Armand tidak menghiraukan jepitan Jessi, kedua matanya masih terpejam menunggu Jessi menciumnya.
"Armand, jangan seperti ini." ucap Jessi sedikit merasa bersalah karena tidak memberi ciuman pada Armand.
Armand masih tetap bergeming dengan kediamannya, hingga Jessi tidak bisa lagi membujuknya selain menuruti keinginan Armand.
Dengan perasaan gugup, Jessi menangkup wajah Armand dengan kedua tangannya. Perlahan Jessi menyapu lembut bibir Armand dan melumatnya dengan pelan.
Jantung Armand berdetak sangat kencang, tidak percaya Jessi memberikan ciumannya.
Sambil memeluk pinggang Jessi, Armand membalas ciuman Jessi dengan penuh perasaan.
Dengan saling berpelukan Jessi dan Armand saling membalas ciuman dengan penuh gairah saling melumat dan menghisap hingga Jessi melepas bibirnya saat merasakan kehabisan napas.
"Kamu tidak apa-apa Jess?" tanya Armand seraya mengusap lembut wajah Jessi.
"Tidak apa-apa, aku sedikit kehabisan nafas saja." jawab Jessi sambil menghela nafas panjang.
"Maafkan aku, aku telah memaksamu melakukannya." ucap Armand dengan tatapan sendu.

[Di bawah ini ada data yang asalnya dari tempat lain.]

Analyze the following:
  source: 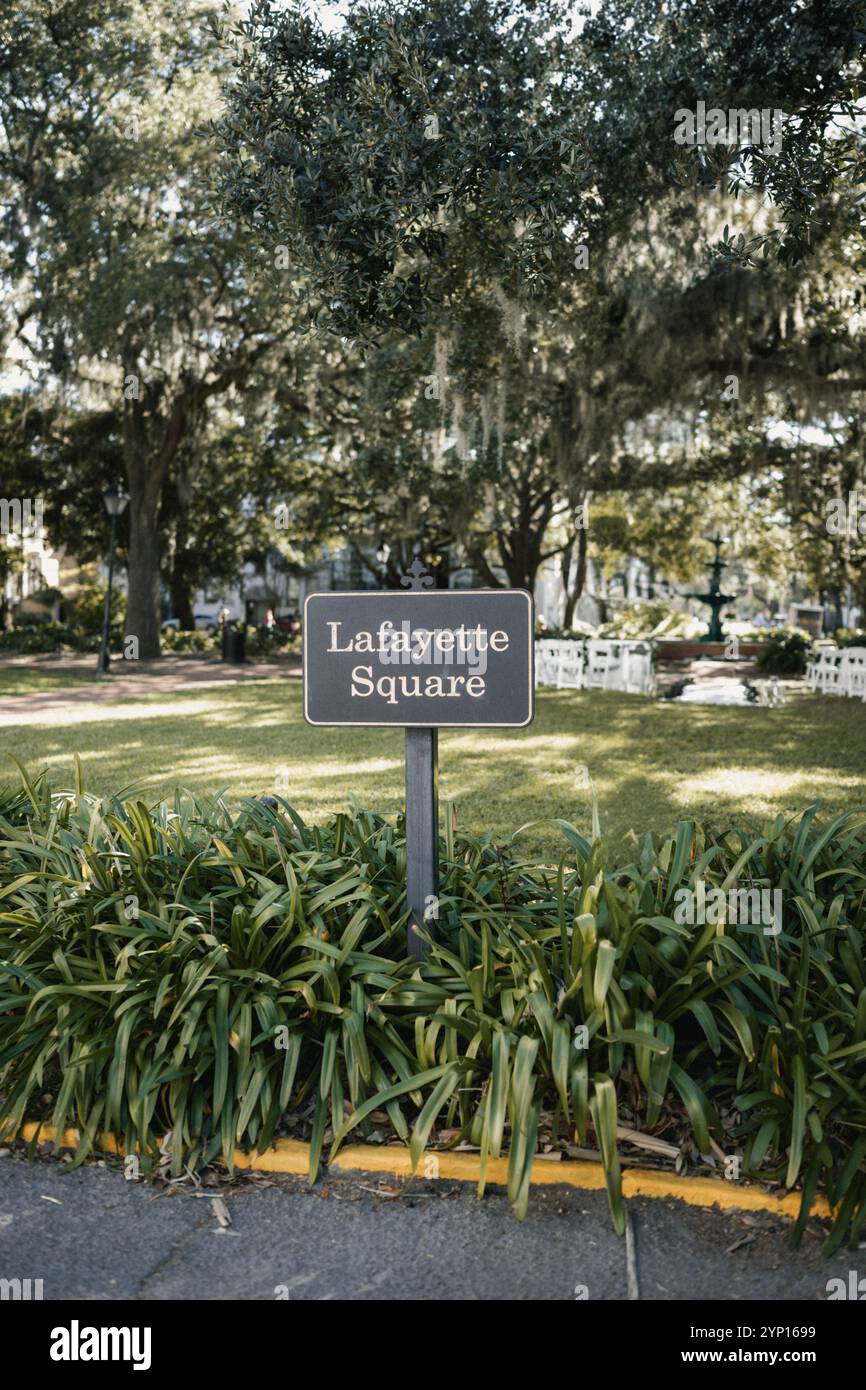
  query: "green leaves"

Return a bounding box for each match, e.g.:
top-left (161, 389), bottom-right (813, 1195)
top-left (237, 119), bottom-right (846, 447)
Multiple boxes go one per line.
top-left (0, 787), bottom-right (866, 1244)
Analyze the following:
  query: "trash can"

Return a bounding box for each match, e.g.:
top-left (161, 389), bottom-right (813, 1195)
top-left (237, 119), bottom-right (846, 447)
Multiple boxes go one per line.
top-left (222, 627), bottom-right (246, 664)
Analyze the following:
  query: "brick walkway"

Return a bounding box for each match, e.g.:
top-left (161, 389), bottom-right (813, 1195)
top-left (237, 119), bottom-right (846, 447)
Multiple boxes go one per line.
top-left (0, 656), bottom-right (302, 726)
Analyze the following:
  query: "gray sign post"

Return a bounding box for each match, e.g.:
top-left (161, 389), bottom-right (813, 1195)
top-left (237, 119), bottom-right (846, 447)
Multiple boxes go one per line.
top-left (303, 560), bottom-right (535, 956)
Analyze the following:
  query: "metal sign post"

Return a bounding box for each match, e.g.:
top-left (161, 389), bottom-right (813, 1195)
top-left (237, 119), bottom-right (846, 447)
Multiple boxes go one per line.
top-left (406, 728), bottom-right (439, 956)
top-left (303, 559), bottom-right (535, 958)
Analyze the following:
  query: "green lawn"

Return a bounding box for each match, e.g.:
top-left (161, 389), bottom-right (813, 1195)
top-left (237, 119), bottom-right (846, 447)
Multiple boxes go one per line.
top-left (0, 680), bottom-right (866, 856)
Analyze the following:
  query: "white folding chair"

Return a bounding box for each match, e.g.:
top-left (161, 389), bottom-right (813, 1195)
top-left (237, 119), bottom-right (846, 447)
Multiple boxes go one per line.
top-left (556, 641), bottom-right (584, 691)
top-left (623, 642), bottom-right (655, 695)
top-left (840, 646), bottom-right (866, 699)
top-left (587, 641), bottom-right (623, 691)
top-left (806, 646), bottom-right (842, 695)
top-left (535, 638), bottom-right (563, 685)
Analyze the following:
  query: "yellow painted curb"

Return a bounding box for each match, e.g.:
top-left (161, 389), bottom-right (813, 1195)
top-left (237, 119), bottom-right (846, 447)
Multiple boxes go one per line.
top-left (8, 1123), bottom-right (833, 1218)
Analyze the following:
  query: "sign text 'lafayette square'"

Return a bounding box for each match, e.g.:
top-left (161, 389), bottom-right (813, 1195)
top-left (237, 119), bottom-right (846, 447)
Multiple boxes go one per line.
top-left (303, 589), bottom-right (534, 728)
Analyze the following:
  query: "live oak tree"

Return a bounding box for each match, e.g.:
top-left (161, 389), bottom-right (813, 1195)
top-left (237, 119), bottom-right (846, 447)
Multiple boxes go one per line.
top-left (0, 0), bottom-right (294, 657)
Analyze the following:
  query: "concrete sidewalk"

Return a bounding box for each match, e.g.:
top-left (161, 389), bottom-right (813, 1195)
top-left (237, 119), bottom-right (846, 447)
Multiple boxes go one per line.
top-left (0, 1152), bottom-right (866, 1302)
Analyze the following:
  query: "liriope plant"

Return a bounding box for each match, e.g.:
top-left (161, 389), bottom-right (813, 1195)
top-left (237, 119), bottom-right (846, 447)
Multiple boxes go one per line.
top-left (0, 774), bottom-right (866, 1248)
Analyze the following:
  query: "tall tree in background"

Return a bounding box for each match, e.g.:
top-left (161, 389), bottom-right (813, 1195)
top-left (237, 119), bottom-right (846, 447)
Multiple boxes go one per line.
top-left (0, 0), bottom-right (294, 657)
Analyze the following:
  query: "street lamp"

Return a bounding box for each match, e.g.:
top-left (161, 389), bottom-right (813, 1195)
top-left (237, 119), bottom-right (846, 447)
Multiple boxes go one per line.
top-left (375, 539), bottom-right (391, 588)
top-left (96, 482), bottom-right (129, 676)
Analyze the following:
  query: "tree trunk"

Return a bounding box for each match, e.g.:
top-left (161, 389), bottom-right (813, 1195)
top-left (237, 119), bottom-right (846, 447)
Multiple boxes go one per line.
top-left (124, 500), bottom-right (160, 662)
top-left (171, 556), bottom-right (196, 632)
top-left (563, 514), bottom-right (587, 627)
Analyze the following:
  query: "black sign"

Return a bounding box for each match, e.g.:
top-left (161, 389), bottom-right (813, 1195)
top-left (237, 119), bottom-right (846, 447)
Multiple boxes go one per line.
top-left (303, 589), bottom-right (535, 728)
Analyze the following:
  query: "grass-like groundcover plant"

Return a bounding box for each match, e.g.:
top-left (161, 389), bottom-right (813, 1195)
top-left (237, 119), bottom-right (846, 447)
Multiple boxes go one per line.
top-left (0, 776), bottom-right (866, 1251)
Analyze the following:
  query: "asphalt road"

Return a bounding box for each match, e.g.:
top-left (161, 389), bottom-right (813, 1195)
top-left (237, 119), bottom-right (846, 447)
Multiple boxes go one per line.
top-left (0, 1154), bottom-right (866, 1301)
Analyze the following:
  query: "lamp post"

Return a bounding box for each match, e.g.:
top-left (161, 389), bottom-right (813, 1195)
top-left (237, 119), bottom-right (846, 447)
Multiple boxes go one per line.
top-left (96, 482), bottom-right (129, 676)
top-left (375, 539), bottom-right (391, 589)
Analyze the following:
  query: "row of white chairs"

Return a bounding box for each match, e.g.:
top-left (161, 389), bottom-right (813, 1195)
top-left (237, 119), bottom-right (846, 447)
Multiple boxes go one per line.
top-left (535, 638), bottom-right (655, 695)
top-left (806, 646), bottom-right (866, 701)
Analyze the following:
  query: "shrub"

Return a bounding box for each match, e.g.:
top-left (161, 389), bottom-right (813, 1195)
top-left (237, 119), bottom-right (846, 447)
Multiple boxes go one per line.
top-left (755, 628), bottom-right (812, 676)
top-left (0, 780), bottom-right (866, 1250)
top-left (68, 584), bottom-right (126, 637)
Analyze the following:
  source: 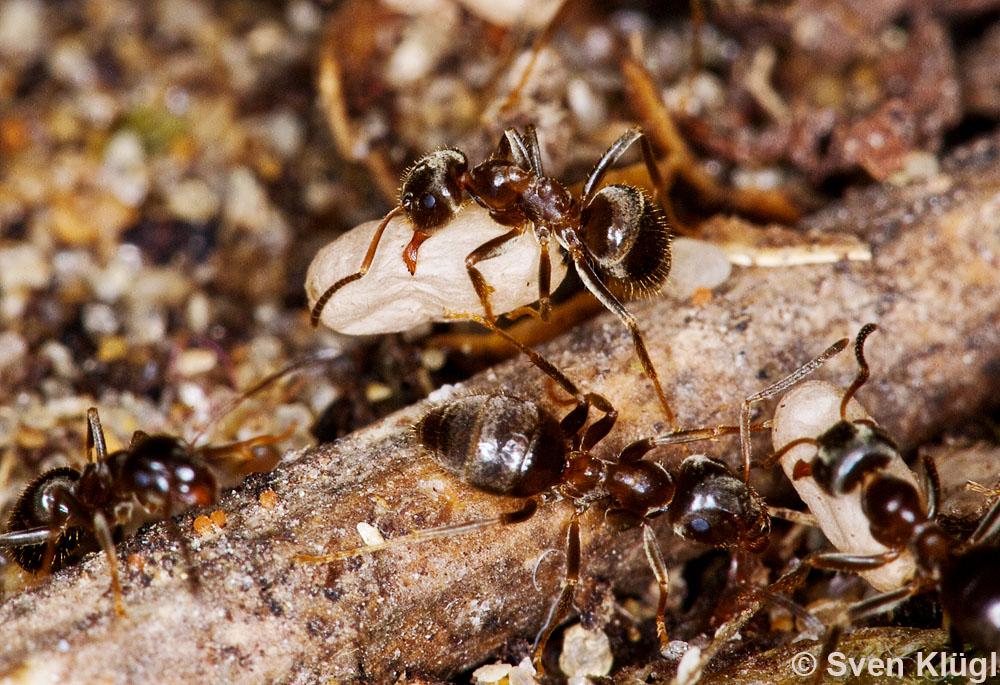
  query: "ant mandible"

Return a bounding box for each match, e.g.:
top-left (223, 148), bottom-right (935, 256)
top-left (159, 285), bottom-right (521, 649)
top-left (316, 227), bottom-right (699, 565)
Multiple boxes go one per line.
top-left (0, 351), bottom-right (334, 615)
top-left (297, 326), bottom-right (770, 671)
top-left (310, 126), bottom-right (677, 428)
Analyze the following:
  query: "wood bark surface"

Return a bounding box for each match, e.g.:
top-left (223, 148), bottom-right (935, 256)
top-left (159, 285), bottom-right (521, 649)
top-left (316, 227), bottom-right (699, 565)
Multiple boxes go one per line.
top-left (0, 139), bottom-right (1000, 683)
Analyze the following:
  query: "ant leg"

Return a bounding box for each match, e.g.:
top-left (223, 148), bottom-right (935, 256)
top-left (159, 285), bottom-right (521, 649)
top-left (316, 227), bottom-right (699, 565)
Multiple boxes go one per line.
top-left (295, 499), bottom-right (538, 564)
top-left (921, 454), bottom-right (941, 521)
top-left (740, 338), bottom-right (850, 483)
top-left (813, 582), bottom-right (925, 685)
top-left (195, 426), bottom-right (296, 478)
top-left (500, 0), bottom-right (577, 112)
top-left (465, 228), bottom-right (522, 321)
top-left (309, 205), bottom-right (404, 328)
top-left (189, 349), bottom-right (340, 444)
top-left (965, 470), bottom-right (1000, 547)
top-left (86, 407), bottom-right (108, 464)
top-left (521, 124), bottom-right (542, 176)
top-left (0, 526), bottom-right (65, 548)
top-left (491, 126), bottom-right (537, 171)
top-left (93, 511), bottom-right (125, 616)
top-left (642, 522), bottom-right (670, 647)
top-left (763, 437), bottom-right (819, 472)
top-left (468, 314), bottom-right (618, 440)
top-left (580, 126), bottom-right (664, 207)
top-left (531, 511), bottom-right (581, 676)
top-left (535, 230), bottom-right (552, 323)
top-left (560, 231), bottom-right (680, 430)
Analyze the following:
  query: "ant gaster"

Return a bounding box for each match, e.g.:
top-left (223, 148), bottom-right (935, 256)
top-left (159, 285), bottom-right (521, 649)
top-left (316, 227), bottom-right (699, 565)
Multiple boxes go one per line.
top-left (298, 328), bottom-right (770, 670)
top-left (779, 324), bottom-right (1000, 673)
top-left (310, 126), bottom-right (676, 428)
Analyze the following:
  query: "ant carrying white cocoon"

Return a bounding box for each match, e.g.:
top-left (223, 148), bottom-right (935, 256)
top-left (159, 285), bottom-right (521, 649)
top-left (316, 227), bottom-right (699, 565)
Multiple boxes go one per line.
top-left (306, 203), bottom-right (566, 335)
top-left (310, 126), bottom-right (677, 428)
top-left (771, 324), bottom-right (922, 592)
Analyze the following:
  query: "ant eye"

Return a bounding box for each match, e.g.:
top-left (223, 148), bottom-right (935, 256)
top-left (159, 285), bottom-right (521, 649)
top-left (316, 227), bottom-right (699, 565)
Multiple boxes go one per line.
top-left (688, 519), bottom-right (712, 533)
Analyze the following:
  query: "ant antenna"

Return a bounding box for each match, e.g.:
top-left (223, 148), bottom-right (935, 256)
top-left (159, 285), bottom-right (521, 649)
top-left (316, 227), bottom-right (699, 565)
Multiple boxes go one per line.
top-left (740, 336), bottom-right (848, 483)
top-left (840, 323), bottom-right (878, 421)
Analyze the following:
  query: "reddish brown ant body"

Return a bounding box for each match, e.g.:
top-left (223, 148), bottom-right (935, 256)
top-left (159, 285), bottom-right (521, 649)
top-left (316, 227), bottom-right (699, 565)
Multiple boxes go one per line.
top-left (0, 351), bottom-right (334, 615)
top-left (298, 334), bottom-right (770, 669)
top-left (778, 324), bottom-right (1000, 682)
top-left (310, 126), bottom-right (676, 428)
top-left (0, 407), bottom-right (287, 614)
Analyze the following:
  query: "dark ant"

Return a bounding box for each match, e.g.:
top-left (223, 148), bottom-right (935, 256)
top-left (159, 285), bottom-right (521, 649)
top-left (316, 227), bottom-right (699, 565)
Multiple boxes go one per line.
top-left (769, 324), bottom-right (1000, 682)
top-left (310, 126), bottom-right (676, 428)
top-left (297, 322), bottom-right (770, 671)
top-left (0, 351), bottom-right (333, 615)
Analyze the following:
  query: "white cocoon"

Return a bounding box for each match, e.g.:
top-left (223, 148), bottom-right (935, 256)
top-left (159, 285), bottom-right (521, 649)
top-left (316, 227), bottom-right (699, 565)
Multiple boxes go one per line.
top-left (771, 381), bottom-right (923, 592)
top-left (306, 203), bottom-right (566, 335)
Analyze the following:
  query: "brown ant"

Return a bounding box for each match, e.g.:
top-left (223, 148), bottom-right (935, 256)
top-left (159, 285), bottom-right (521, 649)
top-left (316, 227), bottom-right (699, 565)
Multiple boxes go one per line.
top-left (297, 324), bottom-right (770, 671)
top-left (756, 324), bottom-right (1000, 682)
top-left (0, 351), bottom-right (333, 615)
top-left (310, 126), bottom-right (676, 428)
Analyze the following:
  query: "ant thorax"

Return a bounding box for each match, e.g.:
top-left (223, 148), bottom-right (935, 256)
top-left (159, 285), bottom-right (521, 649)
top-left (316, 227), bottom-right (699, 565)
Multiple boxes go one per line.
top-left (306, 202), bottom-right (566, 335)
top-left (771, 381), bottom-right (923, 592)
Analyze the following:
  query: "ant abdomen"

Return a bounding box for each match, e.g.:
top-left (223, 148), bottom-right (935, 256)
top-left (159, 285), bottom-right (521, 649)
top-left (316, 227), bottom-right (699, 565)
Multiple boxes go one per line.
top-left (5, 466), bottom-right (95, 573)
top-left (414, 395), bottom-right (567, 497)
top-left (580, 185), bottom-right (670, 294)
top-left (669, 454), bottom-right (771, 552)
top-left (399, 148), bottom-right (469, 233)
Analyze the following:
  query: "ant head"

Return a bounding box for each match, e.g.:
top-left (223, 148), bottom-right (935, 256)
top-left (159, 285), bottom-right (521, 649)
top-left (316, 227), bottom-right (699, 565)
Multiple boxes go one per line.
top-left (670, 454), bottom-right (771, 552)
top-left (810, 421), bottom-right (899, 497)
top-left (114, 435), bottom-right (219, 511)
top-left (399, 149), bottom-right (469, 233)
top-left (4, 466), bottom-right (92, 573)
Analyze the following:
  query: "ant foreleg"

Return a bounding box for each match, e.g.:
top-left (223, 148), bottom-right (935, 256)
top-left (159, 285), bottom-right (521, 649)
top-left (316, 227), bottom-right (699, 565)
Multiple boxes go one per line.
top-left (492, 126), bottom-right (538, 171)
top-left (197, 426), bottom-right (296, 478)
top-left (531, 510), bottom-right (582, 676)
top-left (92, 511), bottom-right (125, 616)
top-left (465, 228), bottom-right (522, 321)
top-left (309, 205), bottom-right (402, 328)
top-left (86, 407), bottom-right (108, 463)
top-left (580, 126), bottom-right (664, 207)
top-left (463, 314), bottom-right (618, 450)
top-left (642, 522), bottom-right (670, 647)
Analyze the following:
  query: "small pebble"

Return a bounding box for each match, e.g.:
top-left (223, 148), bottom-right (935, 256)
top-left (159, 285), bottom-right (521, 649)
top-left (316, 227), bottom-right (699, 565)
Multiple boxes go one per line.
top-left (257, 490), bottom-right (281, 511)
top-left (0, 243), bottom-right (52, 293)
top-left (559, 623), bottom-right (614, 678)
top-left (0, 0), bottom-right (45, 64)
top-left (167, 178), bottom-right (221, 224)
top-left (101, 131), bottom-right (149, 207)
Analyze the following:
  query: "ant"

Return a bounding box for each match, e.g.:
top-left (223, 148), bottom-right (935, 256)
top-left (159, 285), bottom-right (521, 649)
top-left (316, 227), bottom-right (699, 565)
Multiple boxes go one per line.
top-left (310, 121), bottom-right (676, 428)
top-left (0, 351), bottom-right (333, 616)
top-left (297, 322), bottom-right (770, 672)
top-left (756, 324), bottom-right (1000, 682)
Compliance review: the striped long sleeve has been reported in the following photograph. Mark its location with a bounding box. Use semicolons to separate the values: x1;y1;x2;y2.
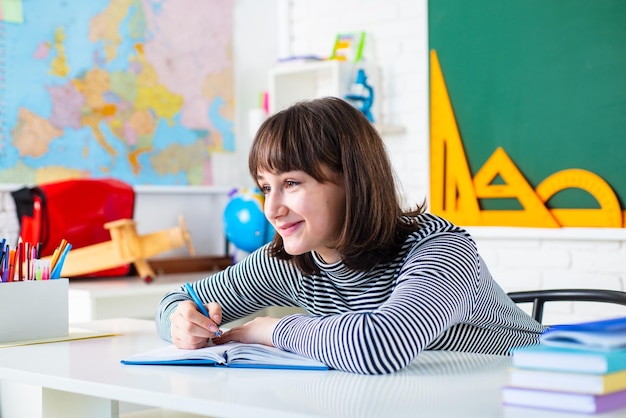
157;214;543;374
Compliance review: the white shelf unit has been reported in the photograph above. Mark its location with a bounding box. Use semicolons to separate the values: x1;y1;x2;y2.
269;60;390;129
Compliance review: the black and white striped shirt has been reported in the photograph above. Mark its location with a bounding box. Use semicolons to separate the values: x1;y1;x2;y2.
156;213;543;374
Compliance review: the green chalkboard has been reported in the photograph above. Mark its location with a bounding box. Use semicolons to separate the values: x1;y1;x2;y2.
428;0;626;208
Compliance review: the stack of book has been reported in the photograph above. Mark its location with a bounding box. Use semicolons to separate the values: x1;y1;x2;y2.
502;317;626;414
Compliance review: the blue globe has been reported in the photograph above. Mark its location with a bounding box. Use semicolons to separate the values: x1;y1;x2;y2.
224;189;274;253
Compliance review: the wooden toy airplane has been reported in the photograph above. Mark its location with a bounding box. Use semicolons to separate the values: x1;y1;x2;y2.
43;216;195;282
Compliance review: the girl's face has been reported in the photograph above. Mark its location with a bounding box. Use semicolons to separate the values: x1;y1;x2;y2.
257;169;346;263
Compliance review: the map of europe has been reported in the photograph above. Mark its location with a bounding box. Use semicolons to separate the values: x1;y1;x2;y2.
0;0;235;185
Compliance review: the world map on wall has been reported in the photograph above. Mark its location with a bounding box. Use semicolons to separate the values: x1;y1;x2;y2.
0;0;235;185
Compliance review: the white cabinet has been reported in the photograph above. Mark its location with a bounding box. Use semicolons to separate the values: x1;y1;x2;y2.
268;60;404;134
269;60;380;122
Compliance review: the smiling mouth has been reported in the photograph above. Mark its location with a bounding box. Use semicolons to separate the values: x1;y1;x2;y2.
277;221;302;236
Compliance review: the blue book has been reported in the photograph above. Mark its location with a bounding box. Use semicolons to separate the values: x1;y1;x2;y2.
121;342;329;370
539;317;626;350
512;344;626;374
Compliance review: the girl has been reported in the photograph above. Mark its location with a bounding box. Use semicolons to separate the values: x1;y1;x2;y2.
156;98;543;374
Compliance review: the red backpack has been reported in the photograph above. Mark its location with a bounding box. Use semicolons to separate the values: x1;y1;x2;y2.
11;179;135;277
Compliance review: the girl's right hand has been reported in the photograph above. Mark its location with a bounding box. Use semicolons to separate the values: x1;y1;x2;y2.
170;300;222;349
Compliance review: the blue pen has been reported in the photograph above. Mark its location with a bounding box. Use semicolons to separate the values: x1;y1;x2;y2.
185;283;222;337
50;242;72;279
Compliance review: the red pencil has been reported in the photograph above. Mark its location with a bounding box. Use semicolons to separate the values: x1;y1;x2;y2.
17;241;24;282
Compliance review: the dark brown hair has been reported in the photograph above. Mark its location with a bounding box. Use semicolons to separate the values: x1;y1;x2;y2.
248;97;424;273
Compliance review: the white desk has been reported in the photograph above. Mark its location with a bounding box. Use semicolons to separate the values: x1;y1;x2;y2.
68;272;210;323
0;319;625;418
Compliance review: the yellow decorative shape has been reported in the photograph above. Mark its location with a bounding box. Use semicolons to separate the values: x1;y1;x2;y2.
430;50;480;225
537;168;625;228
474;147;559;228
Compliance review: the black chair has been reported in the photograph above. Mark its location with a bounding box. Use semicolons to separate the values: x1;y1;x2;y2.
508;289;626;323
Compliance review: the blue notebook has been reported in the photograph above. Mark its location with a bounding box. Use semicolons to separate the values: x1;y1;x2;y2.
539;317;626;350
512;344;626;374
121;343;329;370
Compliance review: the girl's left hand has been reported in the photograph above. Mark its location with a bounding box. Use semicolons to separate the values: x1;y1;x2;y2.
212;316;279;347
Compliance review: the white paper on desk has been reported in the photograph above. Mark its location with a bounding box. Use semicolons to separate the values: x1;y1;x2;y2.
0;327;119;348
122;342;328;370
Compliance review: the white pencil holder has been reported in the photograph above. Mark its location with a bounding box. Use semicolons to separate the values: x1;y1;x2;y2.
0;279;69;344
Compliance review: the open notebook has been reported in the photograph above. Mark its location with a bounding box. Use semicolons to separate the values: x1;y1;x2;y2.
122;342;329;370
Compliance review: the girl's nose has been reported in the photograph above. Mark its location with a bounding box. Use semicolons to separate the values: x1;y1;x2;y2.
263;192;285;222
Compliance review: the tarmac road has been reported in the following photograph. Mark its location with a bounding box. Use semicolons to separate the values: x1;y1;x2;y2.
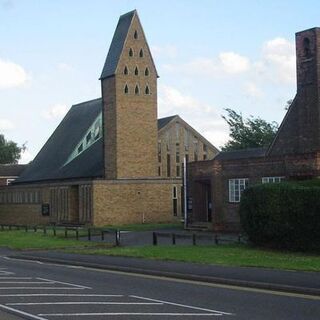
0;256;320;320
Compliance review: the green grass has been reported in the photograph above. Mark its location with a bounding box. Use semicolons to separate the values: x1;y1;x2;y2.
67;244;320;271
0;230;108;250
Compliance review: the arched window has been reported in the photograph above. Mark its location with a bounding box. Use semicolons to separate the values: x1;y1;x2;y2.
303;38;311;58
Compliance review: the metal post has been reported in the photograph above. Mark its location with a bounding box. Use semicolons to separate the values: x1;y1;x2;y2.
183;156;188;229
152;232;158;246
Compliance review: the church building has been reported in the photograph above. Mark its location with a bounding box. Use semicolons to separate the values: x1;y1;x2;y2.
0;10;218;226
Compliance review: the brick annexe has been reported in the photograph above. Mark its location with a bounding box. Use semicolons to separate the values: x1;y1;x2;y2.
188;28;320;231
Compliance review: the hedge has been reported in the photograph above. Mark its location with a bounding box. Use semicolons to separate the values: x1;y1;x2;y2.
240;183;320;251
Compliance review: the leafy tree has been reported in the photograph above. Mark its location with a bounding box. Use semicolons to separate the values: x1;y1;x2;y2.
222;108;278;151
0;134;25;164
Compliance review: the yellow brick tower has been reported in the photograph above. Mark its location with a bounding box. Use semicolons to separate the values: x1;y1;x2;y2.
100;10;158;179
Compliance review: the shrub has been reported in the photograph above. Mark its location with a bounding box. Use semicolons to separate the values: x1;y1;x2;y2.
240;183;320;251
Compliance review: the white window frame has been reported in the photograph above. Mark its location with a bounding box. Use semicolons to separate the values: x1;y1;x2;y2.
229;178;249;203
261;176;284;184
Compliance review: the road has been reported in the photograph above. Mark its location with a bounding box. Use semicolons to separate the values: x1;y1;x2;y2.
0;256;320;320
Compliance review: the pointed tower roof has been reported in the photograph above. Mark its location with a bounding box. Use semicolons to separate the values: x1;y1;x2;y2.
100;10;158;80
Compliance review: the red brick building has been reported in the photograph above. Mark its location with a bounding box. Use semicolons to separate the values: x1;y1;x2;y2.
189;28;320;230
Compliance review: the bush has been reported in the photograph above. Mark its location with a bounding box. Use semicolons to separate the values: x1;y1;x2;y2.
240;182;320;251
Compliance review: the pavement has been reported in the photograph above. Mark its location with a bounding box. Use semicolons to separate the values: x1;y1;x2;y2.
7;251;320;296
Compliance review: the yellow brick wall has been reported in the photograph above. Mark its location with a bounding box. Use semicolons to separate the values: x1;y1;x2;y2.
93;180;180;226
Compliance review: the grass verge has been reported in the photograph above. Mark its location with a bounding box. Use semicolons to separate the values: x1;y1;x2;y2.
0;230;110;250
69;244;320;272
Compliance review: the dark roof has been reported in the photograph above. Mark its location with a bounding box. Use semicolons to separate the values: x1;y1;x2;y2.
100;10;136;79
0;164;27;177
158;115;177;130
15;99;103;183
214;148;267;160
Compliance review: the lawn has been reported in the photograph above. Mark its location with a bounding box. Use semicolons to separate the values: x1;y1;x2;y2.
0;230;110;250
72;244;320;271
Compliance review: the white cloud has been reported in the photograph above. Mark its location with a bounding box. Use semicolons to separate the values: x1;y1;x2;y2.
244;82;263;98
0;59;28;89
158;85;229;147
57;62;73;71
42;104;69;119
19;150;34;164
219;52;250;74
256;38;296;84
150;44;178;59
0;119;15;131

"Tidak Mand, Kenapa kamu harus meminta maaf. Apa yang kita lakukan sangatlah wajar." ucap Jessi menangkup lembut wajah Armand.
"Terima kasih Jess." ucap Armand memeluk erat tubuh Jessi.
"Bunda." panggil Cahaya yang tiba-tiba bangun duduk di sofa.
"Cahaya, anak Bunda sudah bangun." ucap Jessi seketika melepas pelukan Armand dan menghampiri Cahaya.
"Bunda, Ayah Chello kapan pulang?" tanya Cahaya yang tiba-tiba menanyakan Chello.
"Apa Cahaya kangen sama Ayah Chello?" tanya Jessi sambil membelai rambut Cahaya.
Cahaya menganggukkan kepalanya dengan cepat.
"Apa Cahaya mau bicara dengan Ayah Chello?' tanya Jessi dengan penuh kasih sayang.
"Ya Bunda." sahut Cahaya dengan antusias.
"Kalau begitu, Cahaya telepon Ayah Chello dengan Ayah Armand ya sayang? Bunda mau ke dapur dulu." ucap Jessi seraya memberikan ponselnya pada Armand.
Dengan penuh kasih sayang, Armand duduk di samping Cahaya kemudian menghubungi Chello agar bisa bicara dengan Cahaya.
Jessi tersenyum bahagia, karena Armand juga telah menjadi seorang Ayah yang baik bagi Cahaya.